I believe a big issue with child rearing discourse - relationship discourse for that matter - is that people really need to define what they are talking about. Before this one sleep training blew up on my feed where the range of believed practices seemed to be from letting your 3 week old scream until they pass out to not immediately running to pick up your six month old if they made any noise whatsoever.

Complaining about 10 minutes is weird, but it's not like I spend hours playing with my 2 year old. On weekdays I probably "actively play" with him less than 30 minutes a day. We interact more then that but it's just touch points. We'll interact for a minute and then he'll go back to doing his own thing.

I think you're right about this. I'm trying to think of what 10 minutes of "play" with my kids would look like and I'm not sure. I don't think a 2-4 year old could hold 10 straight minutes of interest in a single game of play.

We'll play hide and seek a lot, but the kids version of this is having my wife and I "hide" in the exact same place over and over while they find us. It is really fun, and they laugh and laugh while we do it, but I don't think bouts of this last much longer than 10 minutes or so.
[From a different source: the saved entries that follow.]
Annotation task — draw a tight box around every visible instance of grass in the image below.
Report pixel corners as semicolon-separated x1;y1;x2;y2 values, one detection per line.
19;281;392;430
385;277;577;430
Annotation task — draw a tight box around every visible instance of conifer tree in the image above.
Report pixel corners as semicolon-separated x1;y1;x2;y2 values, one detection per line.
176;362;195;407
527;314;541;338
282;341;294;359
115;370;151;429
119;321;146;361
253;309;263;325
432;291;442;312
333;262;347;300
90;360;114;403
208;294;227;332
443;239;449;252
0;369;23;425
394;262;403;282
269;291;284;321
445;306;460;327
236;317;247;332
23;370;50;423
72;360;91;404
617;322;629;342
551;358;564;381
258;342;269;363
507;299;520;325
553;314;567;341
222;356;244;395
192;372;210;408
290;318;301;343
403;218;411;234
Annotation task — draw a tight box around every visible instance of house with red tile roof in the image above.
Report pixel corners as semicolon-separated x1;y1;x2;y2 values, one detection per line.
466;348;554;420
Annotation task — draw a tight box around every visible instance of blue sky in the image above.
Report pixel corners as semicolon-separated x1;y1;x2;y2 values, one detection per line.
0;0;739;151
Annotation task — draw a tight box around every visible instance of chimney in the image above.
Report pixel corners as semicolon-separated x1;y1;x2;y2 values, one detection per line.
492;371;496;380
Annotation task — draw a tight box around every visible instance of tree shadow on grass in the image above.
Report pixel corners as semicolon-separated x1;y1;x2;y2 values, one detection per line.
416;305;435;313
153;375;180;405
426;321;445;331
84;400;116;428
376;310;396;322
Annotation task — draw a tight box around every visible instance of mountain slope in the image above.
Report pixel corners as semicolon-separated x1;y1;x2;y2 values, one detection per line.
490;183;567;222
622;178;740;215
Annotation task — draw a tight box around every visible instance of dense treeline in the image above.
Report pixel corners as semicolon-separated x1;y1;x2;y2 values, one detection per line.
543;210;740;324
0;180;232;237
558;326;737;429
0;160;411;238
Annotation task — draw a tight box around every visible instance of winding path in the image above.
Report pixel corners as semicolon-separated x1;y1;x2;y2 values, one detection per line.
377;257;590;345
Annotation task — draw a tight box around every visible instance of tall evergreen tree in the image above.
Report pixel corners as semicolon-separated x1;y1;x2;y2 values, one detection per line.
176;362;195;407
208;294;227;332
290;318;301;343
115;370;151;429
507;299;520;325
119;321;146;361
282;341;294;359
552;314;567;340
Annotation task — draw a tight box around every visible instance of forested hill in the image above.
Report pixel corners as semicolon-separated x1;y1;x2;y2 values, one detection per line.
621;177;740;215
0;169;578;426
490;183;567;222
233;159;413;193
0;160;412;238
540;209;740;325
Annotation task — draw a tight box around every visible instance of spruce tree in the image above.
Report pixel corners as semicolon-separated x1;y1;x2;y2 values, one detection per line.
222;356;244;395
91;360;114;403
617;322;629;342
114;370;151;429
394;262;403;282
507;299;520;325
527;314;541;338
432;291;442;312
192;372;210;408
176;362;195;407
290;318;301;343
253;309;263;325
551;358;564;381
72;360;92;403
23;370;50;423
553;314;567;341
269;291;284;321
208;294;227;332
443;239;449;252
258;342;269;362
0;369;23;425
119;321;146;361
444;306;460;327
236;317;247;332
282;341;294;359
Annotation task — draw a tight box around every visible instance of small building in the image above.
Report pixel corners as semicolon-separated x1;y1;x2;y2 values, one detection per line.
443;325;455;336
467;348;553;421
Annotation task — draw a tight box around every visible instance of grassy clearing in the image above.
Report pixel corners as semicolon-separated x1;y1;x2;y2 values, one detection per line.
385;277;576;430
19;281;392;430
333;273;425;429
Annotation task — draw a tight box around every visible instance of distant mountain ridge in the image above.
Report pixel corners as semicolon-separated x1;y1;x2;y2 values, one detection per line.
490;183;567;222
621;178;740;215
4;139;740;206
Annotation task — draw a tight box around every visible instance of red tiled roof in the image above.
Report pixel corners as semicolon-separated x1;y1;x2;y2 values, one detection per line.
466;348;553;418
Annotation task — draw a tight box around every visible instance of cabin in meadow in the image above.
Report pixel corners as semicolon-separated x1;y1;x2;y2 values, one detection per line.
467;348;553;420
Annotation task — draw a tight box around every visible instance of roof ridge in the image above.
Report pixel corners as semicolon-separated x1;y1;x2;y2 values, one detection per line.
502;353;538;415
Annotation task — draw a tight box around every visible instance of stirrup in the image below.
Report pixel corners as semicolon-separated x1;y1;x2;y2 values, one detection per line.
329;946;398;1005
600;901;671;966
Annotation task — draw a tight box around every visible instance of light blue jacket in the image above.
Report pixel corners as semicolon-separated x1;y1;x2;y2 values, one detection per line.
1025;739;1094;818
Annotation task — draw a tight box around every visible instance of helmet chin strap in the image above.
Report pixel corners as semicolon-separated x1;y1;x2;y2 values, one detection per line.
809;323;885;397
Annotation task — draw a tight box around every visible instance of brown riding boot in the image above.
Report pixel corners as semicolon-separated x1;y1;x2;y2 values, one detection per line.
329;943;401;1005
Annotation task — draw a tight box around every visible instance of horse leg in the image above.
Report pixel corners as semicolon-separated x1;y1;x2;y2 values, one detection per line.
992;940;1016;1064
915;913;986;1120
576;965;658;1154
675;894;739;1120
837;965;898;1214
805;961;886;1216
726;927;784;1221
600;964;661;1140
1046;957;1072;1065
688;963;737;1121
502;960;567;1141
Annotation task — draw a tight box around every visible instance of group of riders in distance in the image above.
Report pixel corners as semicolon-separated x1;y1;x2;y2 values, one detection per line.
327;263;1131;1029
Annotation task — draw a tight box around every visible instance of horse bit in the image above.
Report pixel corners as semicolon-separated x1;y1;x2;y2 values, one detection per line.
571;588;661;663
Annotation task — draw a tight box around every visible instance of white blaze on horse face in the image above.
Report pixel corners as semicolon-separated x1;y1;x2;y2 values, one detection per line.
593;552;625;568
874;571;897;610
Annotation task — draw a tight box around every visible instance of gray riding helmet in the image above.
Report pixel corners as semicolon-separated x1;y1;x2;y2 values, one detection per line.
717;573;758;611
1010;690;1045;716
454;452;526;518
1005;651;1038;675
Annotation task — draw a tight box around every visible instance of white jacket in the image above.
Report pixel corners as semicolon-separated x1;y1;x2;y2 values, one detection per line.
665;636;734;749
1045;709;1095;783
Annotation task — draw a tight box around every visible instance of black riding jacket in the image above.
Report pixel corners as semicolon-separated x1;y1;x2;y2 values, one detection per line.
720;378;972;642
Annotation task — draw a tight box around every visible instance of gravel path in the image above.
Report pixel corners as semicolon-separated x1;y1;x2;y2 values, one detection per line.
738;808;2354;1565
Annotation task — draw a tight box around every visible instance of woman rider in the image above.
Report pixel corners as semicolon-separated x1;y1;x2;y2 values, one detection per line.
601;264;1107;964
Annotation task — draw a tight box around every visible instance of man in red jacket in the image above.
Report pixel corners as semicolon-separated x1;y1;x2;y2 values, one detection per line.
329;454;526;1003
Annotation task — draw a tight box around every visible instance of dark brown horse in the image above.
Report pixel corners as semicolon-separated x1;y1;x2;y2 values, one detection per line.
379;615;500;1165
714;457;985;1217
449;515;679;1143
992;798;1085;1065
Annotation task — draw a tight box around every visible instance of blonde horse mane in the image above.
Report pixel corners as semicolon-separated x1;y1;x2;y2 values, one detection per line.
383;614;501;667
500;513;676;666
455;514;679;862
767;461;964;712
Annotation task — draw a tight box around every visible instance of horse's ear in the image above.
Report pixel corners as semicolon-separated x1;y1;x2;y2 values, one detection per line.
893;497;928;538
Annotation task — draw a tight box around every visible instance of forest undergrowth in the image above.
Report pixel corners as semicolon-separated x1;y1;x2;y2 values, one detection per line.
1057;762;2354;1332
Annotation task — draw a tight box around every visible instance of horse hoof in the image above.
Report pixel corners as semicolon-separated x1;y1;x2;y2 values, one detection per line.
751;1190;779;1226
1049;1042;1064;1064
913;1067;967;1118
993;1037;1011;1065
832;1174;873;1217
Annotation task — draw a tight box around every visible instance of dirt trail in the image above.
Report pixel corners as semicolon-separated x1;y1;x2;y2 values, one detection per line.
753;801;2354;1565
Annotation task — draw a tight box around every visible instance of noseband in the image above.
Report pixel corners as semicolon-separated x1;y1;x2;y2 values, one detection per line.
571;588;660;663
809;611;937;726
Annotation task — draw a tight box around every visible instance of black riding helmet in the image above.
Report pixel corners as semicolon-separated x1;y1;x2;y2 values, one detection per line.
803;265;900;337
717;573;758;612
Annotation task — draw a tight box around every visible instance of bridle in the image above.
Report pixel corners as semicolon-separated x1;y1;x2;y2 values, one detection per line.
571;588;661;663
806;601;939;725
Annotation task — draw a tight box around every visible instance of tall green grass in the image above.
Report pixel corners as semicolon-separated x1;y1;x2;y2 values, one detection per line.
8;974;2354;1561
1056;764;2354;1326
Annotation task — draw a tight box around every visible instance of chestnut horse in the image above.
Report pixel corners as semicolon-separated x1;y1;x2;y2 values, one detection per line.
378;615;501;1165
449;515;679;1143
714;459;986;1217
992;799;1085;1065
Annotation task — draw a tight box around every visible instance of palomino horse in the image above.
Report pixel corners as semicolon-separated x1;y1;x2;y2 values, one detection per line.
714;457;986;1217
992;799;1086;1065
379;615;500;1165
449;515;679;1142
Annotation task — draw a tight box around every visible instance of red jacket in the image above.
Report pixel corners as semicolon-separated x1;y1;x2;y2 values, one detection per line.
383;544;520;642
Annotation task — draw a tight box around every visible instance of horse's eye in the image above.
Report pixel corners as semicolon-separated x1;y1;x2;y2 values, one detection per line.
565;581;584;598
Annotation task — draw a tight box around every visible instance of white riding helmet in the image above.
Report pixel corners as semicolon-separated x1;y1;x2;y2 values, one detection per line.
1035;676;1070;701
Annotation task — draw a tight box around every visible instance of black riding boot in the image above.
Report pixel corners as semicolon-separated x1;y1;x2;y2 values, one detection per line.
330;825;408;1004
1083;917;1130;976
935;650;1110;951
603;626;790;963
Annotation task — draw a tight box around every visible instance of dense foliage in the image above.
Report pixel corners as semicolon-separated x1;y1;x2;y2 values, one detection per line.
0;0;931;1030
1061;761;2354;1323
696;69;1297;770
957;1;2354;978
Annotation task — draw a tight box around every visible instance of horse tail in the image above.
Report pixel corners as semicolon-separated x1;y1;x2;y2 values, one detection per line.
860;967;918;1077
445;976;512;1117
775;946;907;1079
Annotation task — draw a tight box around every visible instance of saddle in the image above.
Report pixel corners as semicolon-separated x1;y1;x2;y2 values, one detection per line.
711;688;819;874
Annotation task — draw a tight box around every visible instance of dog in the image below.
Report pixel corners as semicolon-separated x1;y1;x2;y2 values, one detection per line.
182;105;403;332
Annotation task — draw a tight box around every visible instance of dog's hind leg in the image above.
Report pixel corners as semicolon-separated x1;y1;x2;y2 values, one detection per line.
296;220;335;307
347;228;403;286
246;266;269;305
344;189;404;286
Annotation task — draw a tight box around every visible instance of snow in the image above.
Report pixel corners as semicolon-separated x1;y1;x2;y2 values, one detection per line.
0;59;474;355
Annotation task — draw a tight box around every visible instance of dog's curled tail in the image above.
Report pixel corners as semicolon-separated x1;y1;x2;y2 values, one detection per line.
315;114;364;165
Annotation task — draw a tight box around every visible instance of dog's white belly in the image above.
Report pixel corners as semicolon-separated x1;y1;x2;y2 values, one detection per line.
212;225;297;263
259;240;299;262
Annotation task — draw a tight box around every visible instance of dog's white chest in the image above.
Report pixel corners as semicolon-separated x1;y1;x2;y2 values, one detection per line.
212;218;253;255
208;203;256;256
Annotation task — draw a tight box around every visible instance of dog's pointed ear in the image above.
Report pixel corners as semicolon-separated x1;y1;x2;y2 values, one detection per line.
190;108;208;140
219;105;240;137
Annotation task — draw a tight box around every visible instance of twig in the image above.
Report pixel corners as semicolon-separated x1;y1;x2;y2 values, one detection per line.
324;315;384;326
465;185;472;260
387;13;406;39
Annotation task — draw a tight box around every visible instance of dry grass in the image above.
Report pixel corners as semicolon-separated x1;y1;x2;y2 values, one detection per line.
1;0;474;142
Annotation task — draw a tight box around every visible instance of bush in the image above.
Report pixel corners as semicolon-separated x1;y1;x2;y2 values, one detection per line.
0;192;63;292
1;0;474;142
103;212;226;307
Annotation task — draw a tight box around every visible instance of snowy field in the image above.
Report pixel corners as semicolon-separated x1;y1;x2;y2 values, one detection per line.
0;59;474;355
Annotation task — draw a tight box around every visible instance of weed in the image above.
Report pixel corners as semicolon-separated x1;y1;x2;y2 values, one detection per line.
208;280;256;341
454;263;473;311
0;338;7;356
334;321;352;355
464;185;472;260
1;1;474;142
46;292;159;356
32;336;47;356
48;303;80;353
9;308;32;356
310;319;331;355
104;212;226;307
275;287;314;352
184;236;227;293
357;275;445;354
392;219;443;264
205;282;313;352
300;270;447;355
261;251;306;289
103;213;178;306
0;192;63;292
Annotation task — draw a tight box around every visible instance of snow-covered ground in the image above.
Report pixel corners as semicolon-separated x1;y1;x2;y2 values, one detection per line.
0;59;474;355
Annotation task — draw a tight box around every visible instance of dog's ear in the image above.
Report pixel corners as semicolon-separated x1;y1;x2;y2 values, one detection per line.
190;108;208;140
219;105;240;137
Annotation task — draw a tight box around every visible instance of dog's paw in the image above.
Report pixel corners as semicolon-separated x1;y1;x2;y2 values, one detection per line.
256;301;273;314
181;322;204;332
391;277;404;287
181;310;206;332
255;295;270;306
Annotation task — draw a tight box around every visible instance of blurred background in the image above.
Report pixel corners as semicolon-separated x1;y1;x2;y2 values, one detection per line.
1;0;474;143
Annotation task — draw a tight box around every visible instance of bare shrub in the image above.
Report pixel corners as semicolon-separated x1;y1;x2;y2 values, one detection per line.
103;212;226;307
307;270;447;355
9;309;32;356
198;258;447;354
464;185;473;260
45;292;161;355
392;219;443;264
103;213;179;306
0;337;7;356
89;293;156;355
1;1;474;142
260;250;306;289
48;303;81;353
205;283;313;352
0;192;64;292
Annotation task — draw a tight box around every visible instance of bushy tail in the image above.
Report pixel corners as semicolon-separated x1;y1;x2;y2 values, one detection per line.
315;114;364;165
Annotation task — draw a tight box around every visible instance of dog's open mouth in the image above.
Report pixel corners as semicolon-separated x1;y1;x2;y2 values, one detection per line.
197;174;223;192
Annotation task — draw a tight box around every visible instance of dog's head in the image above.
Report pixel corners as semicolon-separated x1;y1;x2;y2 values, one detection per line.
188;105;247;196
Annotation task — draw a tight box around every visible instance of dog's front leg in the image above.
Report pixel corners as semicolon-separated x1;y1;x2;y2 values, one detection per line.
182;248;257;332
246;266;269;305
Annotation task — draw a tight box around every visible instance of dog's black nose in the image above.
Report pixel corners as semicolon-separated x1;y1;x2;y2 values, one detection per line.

Reading to them takes longer than that for sure, but is that the same as playing? I think we just spend about 45 minutes reading all the kids favorite stories to them before bedtime.

I'll spend a lot of time with them "playing" outside, but that's usually just me supervising them while they play with each other, interspersed with a few minutes at a time where they show me something interesting or the climax of a pretend play that they're doing "Dad come and see our bunny house! [pile of sticks]" etc. Or if they "help" me cook dinner it's a few minutes of them watching me cook something before they get distracted and want to do something else.

Thinking about this some more and we do go on a lot of really long bike rides where it takes up most of the day, but thinking that through it's a lot of short stops at a lot of places. 10 minutes at coffee, 20 minutes at the park, 10 minutes at the grocery store, etc. etc.

I think this person is just way overanalyzing themselves.